Theorizing the Resilience District

In the latest JOLA, professors Alan Berger and Richard Zeckhauser, and researchers Jonah Susskind and Mike Wilson introduce resilience districts, a design-based, decision-making unit to analyze, plan, and implement resilience strategies. This article presents the research exhibited in Resilience Districts Boston at MIT's Gallery 9 in spring 2019.

Abstract: Today, coastal cities face mounting pressures to plan for increased exposure to chronic flooding, and ultimately significant sea level rise. The required investments in urban adaptation are inherently expensive, uncertain and long-term. These factors pose significant challenges for both effective choice and collective action.
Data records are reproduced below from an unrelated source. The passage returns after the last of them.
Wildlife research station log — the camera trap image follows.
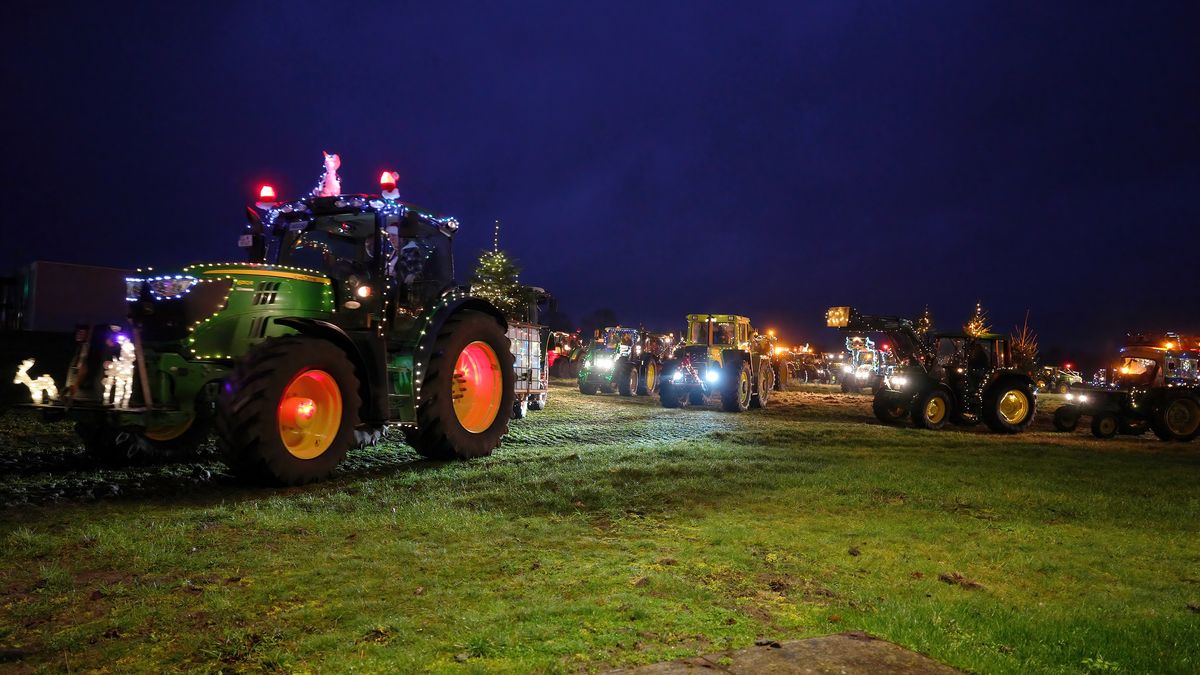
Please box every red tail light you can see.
[379,171,397,192]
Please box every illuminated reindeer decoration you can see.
[12,359,59,404]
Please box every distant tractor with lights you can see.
[9,155,515,485]
[826,306,1037,434]
[659,313,775,412]
[1054,335,1200,441]
[578,325,670,396]
[841,335,889,394]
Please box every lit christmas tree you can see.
[1010,310,1038,375]
[470,221,533,321]
[962,303,991,338]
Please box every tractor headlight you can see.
[147,275,196,299]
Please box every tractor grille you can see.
[251,281,281,305]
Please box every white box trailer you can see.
[508,321,550,419]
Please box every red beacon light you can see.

This paper argues that metropolitan ‘resilience districts’ offer the appropriate decision-making unit (DMU) to analyze, plan and implement resilience strategies. The working concept of ‘resilience districts’ for urban areas vulnerable to coastal flooding was first coined by a design team at the Massachusetts Institute of Technology spurred by a case study on the New Jersey Meadowlands from the ‘Rebuild By Design’ (RBD) competition. Cities have since begun using this term for their own resilience policies, failing to recognize the original intentions of its meaning.

This analysis details a resilience districting strategy for the Greater Boston Metropolitan Area. The research culminates with a generalizable urban planning and design framework for protecting critical infrastructure, ‘thickening’ regional soft systems and transferring density to less vulnerable areas. The overall theme emphasizes landscape as a critical public safety service.